対象は昭和27年4月2日以降生まれの方、または平成29年4月1日以降に受給権を取得した方です。繰下げを検討する人は「途中で方針変更しても5年分は確保できる」という安心材料として覚えておくと良いでしょう。

繰下げ受給の申請方法|必要書類と手続きの流れ

繰下げ受給の手続きは年金事務所窓口または郵送で行います。65歳になっても年金請求書を提出しなければ、自動的に繰下げ待機状態になります。

申請に必要な書類

  • 老齢基礎年金・老齢厚生年金支給繰下げ申出書
  • 年金請求書(受給開始時に同時提出)
  • 本人の生年月日を確認する書類(戸籍抄本・住民票など)
  • 年金手帳または基礎年金番号通知書
  • 受取口座の通帳のコピー
  • 印鑑(認印で可)

マイナンバーを申出書に記入すれば、戸籍抄本・住民票・所得証明書の添付を省略できます。手続きの流れは次の通りです。

繰下げ受給 手続きの5ステップ

  1. 65歳の誕生月:日本年金機構から年金請求書が送られてくるが提出しない
  2. 66歳〜74歳:毎年誕生月に「繰下げ見込額のお知らせ」が届く
  3. 受給開始したい時:最寄りの年金事務所に予約相談を申し込む
  4. 窓口または郵送:繰下げ申出書+年金請求書を提出
  5. 1〜2ヶ月後:初回振込(受給開始月の翌々月15日が初回支払い)

75歳の誕生月の初旬には、繰下げ請求の有無にかかわらず「年金請求書等」が日本年金機構から自動送付されます。これは75歳以降にさらに繰下げても増額されないためで、確実に請求するための仕組みです。

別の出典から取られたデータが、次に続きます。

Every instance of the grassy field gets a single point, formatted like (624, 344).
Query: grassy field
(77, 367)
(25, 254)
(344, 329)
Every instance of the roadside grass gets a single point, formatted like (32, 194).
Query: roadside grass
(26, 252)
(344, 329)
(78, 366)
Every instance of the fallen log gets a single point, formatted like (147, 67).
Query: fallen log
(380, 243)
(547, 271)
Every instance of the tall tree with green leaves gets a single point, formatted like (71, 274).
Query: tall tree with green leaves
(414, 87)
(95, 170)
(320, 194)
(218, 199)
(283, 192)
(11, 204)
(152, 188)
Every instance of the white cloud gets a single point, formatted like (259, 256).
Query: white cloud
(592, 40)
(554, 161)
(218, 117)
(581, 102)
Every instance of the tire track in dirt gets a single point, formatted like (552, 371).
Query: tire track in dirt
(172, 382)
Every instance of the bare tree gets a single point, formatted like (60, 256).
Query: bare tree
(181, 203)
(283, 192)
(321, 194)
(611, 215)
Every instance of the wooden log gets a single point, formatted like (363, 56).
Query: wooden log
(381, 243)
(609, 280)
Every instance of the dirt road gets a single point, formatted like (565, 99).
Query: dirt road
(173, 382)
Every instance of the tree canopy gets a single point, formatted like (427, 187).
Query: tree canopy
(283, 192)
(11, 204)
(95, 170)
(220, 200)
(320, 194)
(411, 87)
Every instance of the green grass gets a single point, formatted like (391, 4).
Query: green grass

窓口相談は予約制で、ねんきんダイヤル(0570-05-1165)または年金事務所に直接電話で予約できます。書類の不備があると申請がやり直しになるため、初回は窓口で相談しながら提出するのが安心です。

まとめ|繰下げ受給は「健康と貯蓄の余裕」で判断する

年金の繰下げ受給は、長生きするほど得になる強力な制度ですが、加給年金・税金・社会保険料の3つの落とし穴があり、誰でも自動的に得になるわけではありません。判断のポイントは次の3つです。

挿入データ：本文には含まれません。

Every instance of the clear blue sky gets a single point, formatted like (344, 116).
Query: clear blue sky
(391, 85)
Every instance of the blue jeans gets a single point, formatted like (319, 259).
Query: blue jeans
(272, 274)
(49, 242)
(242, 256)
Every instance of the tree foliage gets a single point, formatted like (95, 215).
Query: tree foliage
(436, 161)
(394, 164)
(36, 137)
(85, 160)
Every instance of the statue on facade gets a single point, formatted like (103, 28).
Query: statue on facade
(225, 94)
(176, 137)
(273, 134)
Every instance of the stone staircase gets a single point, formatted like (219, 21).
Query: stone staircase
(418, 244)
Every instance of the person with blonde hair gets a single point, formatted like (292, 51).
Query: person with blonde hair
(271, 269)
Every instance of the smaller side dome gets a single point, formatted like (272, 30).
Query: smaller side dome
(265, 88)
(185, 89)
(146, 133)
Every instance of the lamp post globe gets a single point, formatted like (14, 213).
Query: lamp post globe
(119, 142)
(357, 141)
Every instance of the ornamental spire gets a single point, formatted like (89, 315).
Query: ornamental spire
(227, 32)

  • 健康状態:家族の長寿傾向や持病の有無で80歳以降の生存確率を見積もる
  • 65〜70歳の生活資金:繰下げ期間中の収入源(再就職・iDeCo・貯蓄)を確保できるか
  • 加給年金の有無:厚生年金20年以上+年下配偶者の場合は基礎年金だけ繰下げる戦略を検討

「70歳まで繰下げて42%増額」が最もバランスの良い選択肢として支持されていますが、男性は70歳、女性は72〜73歳まで繰下げても損益分岐点をクリアしやすい傾向があります。ねんきん定期便で自分の年金見込額を確認し、本記事の早見表と照らし合わせて、自分に合った受給開始タイミングを決めてください。